# what is a shearlet/shearlet transform and how can i use it?

from what wikipedia says shearlet is a successor to wavelets(whatever that is) and that they are extremely good at representing complicated data efficiently. But neither wikipedia nor other articles that i found have any layman definition of shearlets in it. A layman definition would be great and algorithm to implement them on say images would be awesome and a python implementation would be godsend.

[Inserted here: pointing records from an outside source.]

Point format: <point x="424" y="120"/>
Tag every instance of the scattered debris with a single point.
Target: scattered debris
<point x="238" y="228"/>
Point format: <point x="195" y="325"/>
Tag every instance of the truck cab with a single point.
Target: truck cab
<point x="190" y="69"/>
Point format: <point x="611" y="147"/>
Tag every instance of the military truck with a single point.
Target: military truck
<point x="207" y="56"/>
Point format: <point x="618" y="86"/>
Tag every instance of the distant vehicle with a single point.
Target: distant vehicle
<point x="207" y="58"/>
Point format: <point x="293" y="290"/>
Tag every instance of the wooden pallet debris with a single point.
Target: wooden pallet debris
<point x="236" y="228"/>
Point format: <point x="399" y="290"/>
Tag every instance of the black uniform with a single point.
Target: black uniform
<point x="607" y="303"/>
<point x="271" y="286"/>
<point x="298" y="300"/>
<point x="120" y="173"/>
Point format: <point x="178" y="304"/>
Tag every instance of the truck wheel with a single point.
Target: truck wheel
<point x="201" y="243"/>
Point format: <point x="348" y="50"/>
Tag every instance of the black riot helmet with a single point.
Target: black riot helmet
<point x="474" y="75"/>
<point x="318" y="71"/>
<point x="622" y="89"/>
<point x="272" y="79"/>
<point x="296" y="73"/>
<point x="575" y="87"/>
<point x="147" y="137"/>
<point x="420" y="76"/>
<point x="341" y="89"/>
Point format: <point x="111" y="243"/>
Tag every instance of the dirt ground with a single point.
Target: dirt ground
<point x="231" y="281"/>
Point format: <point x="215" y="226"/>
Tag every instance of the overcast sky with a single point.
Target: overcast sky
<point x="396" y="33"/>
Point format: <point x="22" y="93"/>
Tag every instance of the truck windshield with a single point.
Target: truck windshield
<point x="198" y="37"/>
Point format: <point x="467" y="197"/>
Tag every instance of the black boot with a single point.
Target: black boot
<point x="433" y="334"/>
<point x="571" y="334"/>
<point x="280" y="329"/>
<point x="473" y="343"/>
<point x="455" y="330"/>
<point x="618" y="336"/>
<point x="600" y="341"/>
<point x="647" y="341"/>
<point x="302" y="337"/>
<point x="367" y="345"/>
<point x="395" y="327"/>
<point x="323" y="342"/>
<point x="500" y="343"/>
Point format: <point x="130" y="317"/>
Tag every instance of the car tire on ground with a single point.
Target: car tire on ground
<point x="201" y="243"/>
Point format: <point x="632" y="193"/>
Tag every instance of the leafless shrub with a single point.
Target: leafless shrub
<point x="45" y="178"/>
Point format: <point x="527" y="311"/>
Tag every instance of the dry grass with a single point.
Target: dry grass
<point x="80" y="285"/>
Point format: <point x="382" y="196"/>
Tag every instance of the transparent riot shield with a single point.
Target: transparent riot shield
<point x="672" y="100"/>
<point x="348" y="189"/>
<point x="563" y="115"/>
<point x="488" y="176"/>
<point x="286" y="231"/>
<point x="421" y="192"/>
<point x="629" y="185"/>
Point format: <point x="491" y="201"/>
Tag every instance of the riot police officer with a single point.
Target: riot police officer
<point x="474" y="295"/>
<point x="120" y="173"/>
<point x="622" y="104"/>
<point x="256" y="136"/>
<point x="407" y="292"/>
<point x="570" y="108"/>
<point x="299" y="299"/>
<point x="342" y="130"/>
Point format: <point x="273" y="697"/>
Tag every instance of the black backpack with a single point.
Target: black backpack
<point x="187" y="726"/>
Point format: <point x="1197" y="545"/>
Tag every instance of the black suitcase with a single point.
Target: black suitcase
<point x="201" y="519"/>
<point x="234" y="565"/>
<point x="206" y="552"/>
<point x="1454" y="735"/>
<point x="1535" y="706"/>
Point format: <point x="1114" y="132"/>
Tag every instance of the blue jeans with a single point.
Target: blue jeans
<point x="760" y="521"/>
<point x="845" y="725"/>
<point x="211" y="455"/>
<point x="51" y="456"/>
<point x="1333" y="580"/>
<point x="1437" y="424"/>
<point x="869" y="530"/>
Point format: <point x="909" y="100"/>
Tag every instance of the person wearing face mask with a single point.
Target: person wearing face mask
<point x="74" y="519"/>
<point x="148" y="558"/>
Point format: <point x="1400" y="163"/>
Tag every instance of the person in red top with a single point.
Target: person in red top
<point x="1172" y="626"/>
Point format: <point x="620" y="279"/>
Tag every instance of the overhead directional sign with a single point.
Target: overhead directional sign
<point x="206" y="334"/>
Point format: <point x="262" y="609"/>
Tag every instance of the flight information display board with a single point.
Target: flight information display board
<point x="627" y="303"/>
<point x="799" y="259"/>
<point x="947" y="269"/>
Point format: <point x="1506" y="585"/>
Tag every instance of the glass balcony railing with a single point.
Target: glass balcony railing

• Have you searched the web for tutorials? – John L. Dec 12 '18 at 2:44

Suppose you are Seurat, the pointillist, and you have a budget of 100 brushstrokes with which to express a monochromatic landscape. In addition to (x, y) information we can also give each stroke a radius r, for big blobs or fine dots. This is not too far away from a wavelet representation of the landscape.
Linear features like grass or tree limbs will be a poor fit for such a scheme, requiring many dots. Imagine replacing circles with ellipses of defined aspect ratio and orientation, a and theta, or in your case replacing them with parabolic shapes of defined narrowness and orientation. This is not too far away from a shearlet representation. It uses a shearing transform, rather than an angular rotation transform, as the math works out more conveniently that way. The rubber sheet deformation of shearing expresses the direction of each landscape feature, and resembles rotation. In fact, a sequence of three shears can rotate an image exactly.